LA SOCIÉTÉ DU RISQUE ZÉRO
- Posté par Guillaume Lemonde
- Catégories Actualité, Articles, Démarche Saluto, Droit et société
- Date 17 décembre 2021
LA SOCIÉTÉ DU RISQUE ZÉRO –
Vouloir diminuer les risques en demandant aux cyclistes de porter un casque ou en imposant le port de la ceinture de sécurité en voiture, très bien… De nombreuses mesures ont été prises dans beaucoup de domaines pour rendre la vie plus sécuritaire.
Ce que je voudrais aujourd’hui, c’est explorer où nous conduit cette pente sécuritaire. Car finalement, que se passerait si l’on parvenait à faire disparaitre, par toutes sortes de mesures et quelque moyen aujourd’hui inconcevable, tous les risques ; si l’on parvenait au risque ZÉRO.
Voyez ce petit enfant en train d’apprendre à faire du vélo.
Un petit enfant qui apprend à faire du vélo risque de tomber et de se faire mal. Ce qu’il est en train de découvrir, c’est l’équilibre, n’est-ce pas ? L’équilibre là où il pourrait sinon tomber. Donc on lui fait porter un casque et on lui enfile des genouillères et c’est très bien.
L’équilibre est une ressource que ce petit enfant n’a pas encore. Au moment où il grimpe pour la première fois sur son vélo, cette ressource est pour lui encore à venir. Elle s’approche de lui. Un jour, il aura atteint le moment où, dans sa vie, l’équilibre à vélo sera acquis. L’équilibre sera devenu présent pour lui. Pour lors, la chute est probable. Elle représente un risque.
Si vous restez un moment avec ces évidences, vous remarquerez que la raison pour laquelle l’enfant peut tomber peut s’expliquer de deux manières différentes.
La première raison est contextuelle
Quelque chose dans le contexte peut provoquer une difficulté que l’enfant ne pourra pas traverser du fait de son manque d’équilibre. Par exemple, un caillou sur le chemin, ou une pente un peu trop raide, ou quelqu’un qui l’appelle au loin et qui lui fait détourner le regard de la route qu’il suit…
Et puis il y a une seconde raison.
Cette raison est dans l’avenir. Elle n’est pas contextuelle mais concerne l’enfant lui-même dans ce qu’il est en train de découvrir intimement : c’est parce qu’il est en train de découvrir la stabilité, et qu’il ne l’a donc pas encore trouvée, qu’il peut tomber. En somme, quelle que soit le contexte (qu’il est toujours bon de soigner), l’enfant tombe parce qu’il est en train de découvrir comment ne pas tomber…

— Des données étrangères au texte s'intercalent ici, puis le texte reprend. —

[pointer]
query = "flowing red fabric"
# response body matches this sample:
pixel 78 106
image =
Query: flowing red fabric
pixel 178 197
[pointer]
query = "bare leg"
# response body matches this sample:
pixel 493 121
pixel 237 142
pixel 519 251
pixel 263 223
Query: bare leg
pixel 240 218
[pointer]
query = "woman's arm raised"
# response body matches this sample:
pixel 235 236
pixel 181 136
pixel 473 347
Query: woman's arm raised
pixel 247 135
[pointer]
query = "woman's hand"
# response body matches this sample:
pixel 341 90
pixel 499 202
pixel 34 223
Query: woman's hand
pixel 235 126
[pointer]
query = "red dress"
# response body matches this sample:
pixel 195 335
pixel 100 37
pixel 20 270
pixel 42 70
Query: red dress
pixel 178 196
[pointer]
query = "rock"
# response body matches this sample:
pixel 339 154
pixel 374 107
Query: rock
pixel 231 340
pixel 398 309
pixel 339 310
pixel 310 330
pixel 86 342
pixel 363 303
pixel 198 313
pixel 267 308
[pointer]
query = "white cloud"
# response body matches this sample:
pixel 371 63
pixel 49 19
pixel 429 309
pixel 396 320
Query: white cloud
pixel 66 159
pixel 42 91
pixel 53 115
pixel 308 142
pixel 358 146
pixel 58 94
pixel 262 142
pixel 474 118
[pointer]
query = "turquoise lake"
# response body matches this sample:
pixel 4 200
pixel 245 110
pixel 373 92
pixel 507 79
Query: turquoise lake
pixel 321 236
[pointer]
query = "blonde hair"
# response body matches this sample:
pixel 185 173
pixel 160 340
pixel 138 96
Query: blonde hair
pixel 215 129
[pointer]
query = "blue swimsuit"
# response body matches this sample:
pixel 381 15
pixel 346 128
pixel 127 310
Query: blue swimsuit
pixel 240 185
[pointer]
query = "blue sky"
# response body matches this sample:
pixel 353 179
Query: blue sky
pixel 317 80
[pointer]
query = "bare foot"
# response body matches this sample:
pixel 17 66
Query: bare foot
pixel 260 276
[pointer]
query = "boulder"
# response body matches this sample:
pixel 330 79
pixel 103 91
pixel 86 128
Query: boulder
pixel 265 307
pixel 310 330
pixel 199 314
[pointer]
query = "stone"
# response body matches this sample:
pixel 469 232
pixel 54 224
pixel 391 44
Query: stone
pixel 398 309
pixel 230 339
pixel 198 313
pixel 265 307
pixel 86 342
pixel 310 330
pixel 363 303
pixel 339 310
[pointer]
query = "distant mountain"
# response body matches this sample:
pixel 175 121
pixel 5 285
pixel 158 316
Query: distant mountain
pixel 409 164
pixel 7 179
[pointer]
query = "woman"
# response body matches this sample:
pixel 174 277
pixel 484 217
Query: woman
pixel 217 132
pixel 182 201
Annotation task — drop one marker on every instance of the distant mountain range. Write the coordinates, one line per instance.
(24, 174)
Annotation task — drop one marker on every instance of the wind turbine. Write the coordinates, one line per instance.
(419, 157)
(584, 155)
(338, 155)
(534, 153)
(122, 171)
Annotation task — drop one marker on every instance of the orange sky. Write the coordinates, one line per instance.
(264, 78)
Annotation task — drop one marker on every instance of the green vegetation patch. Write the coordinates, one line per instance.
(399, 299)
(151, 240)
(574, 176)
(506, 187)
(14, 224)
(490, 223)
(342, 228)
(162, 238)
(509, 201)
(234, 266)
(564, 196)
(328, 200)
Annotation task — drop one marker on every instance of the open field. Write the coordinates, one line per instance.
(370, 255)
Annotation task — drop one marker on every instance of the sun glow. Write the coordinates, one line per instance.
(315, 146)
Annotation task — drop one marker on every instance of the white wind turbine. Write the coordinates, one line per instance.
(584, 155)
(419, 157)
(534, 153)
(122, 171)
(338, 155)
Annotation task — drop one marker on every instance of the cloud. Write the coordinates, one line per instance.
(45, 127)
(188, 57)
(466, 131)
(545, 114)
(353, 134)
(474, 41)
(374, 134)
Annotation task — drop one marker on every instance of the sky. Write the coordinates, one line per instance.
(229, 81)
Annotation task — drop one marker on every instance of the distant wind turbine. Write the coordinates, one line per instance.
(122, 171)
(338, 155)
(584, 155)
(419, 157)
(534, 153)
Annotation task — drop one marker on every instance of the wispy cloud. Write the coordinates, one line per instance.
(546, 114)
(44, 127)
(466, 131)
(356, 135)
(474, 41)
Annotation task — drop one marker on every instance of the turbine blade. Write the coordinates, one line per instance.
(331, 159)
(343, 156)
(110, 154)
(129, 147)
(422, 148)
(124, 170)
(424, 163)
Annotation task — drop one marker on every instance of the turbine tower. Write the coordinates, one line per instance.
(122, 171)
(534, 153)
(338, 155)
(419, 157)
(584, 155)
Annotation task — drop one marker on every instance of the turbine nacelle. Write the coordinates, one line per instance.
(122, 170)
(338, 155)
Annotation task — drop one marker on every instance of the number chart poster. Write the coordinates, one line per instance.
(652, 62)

Les épreuves sont toutes explicables contextuellement : quelque chose est arrivé et a eu des conséquences… Mais elles sont également toutes à mettre en relation avec une ressource que l’on est appelé à faire nôtre. Une ressource encore à venir.
Si l’on s’intéresse aux gens, comme à des faits extérieurs, des participants anonymes et interchangeables, alors on ne voit que le contexte.
Mais si l’on s’intéresse au gens dans ce qu’ils ont d’unique et d’irremplaçable, alors, c’est depuis l’avenir que l’on est tenu de comprendre leurs épreuves: par exemple, c’est parce que cet enfant-là est en train de découvrir comment trouver l’équilibre à vélo, qu’il se trouve sur un vélo et qu’il peut tomber. Il peut tomber parce qu’il est en train d’exercer sa stabilité.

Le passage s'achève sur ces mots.